Average income (total income divided by the number of those with incomes) did rise, indicating that the well-to-do were getting wealthier. This continued a trend toward income inequity that began in the 1980s.

``You don't turn that around overnight,'' Price says.

2. ``Candidate Clinton promised middle class Americans a tax cut. Instead, they got a tax increase,'' the Republican study says. The Clinton tax bill raised taxes on Social Security benefits for 6.1 million middle-income senior citizens. It increased gasoline taxes 4.3 cents per gallon and extended an existing 2.5 cents per gallon tax scheduled to expire in 1996 - together $250 per household.

Price notes that the tax increases reduced the budget deficit, and that the prosperous were taxed much more than others. Those with incomes over $200,000 saw taxes go up $20,000. The poor saw taxes decrease with a hike in the earned-income credit.

The extra tax on gasoline was almost offset by a decline in the price of oil. And, he says, the change in taxing Social Security payments didn't affect couples with incomes under $40,000.

3. ``The so-called `Clinton recovery' is one of the weakest on record,'' the report says.

Price denies this, saying the 3.3 percent real growth rate in the 18 months since Clinton took office is ``not spectacular, but a little bit better than average.'' In the previous 22 months of the recovery under President Bush, growth was subnormal.

At the time the Clinton tax bill passed, Rep. Armey said: ``Clearly this is a job killer in the short run. The deficit will be worse. The impact on job creation will be devastating.''

In the 18 Clinton presidency months, 4.6 million jobs have been created. That exceeds the 3.9 million jobs created in the corresponding months of the recovery from the more severe 1981-82 recession when President Reagan was in office. However, the earlier months of that 1980s recovery saw even faster job growth, Price says.
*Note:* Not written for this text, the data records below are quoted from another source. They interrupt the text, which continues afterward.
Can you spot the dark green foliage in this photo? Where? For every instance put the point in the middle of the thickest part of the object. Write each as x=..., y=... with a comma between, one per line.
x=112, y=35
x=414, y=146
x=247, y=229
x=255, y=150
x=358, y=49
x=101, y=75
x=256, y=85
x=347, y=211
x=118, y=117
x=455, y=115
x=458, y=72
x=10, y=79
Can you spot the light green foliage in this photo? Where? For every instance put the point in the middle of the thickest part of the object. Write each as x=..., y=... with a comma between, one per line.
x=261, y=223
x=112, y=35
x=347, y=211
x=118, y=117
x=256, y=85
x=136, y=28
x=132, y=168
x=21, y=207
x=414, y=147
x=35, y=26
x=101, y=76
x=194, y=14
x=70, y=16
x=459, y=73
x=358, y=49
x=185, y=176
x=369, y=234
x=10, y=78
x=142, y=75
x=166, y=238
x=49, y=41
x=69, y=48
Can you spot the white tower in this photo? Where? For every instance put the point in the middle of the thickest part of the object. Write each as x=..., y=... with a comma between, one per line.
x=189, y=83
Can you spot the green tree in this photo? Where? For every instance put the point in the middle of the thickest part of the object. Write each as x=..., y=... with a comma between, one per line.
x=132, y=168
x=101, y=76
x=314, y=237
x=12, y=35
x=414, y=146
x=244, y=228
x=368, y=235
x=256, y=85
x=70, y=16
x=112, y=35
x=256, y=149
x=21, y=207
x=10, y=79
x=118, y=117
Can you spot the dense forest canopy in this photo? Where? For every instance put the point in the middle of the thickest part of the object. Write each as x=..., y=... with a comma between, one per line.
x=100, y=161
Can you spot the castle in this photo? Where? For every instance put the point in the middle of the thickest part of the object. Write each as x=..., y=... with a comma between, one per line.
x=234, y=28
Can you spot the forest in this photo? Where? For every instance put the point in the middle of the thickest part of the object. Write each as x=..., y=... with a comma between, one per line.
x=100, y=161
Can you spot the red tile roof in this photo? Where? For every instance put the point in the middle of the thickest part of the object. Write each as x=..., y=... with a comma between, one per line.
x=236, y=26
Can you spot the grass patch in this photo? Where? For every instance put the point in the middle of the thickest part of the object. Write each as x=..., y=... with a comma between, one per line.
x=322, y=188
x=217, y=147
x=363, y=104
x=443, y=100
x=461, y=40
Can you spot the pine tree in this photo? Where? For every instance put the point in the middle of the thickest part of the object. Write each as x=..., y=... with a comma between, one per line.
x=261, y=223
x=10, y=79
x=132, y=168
4. ``As interest rates have crept upward, the Administration has had to revise its economic growth forecast down to 2.8 percent in 1995, 2.6 percent in 1966, and 2.5 percent in 1997 and 1998 ... admitting that its economic plan did not live up to its claims.''

Price says this is ``a complete distortion,'' perhaps because the Republican economists do not understand the reason for the revisions. Future growth rates were marked down because current growth rates are higher than anticipated when the budget was drawn up in late 1993. This means that full employment will come sooner, output will be greater, and there will be less room for growth in the future without kicking up inflation.

Despite the improved recovery in terms of new jobs, many incumbent Democrats face hard times at the polls, political analysts say. That, Price suspects, is because average hourly earnings for people outside of management have been stagnant. ``If they are not seeing real gains, they are not going to be completely happy,'' he says.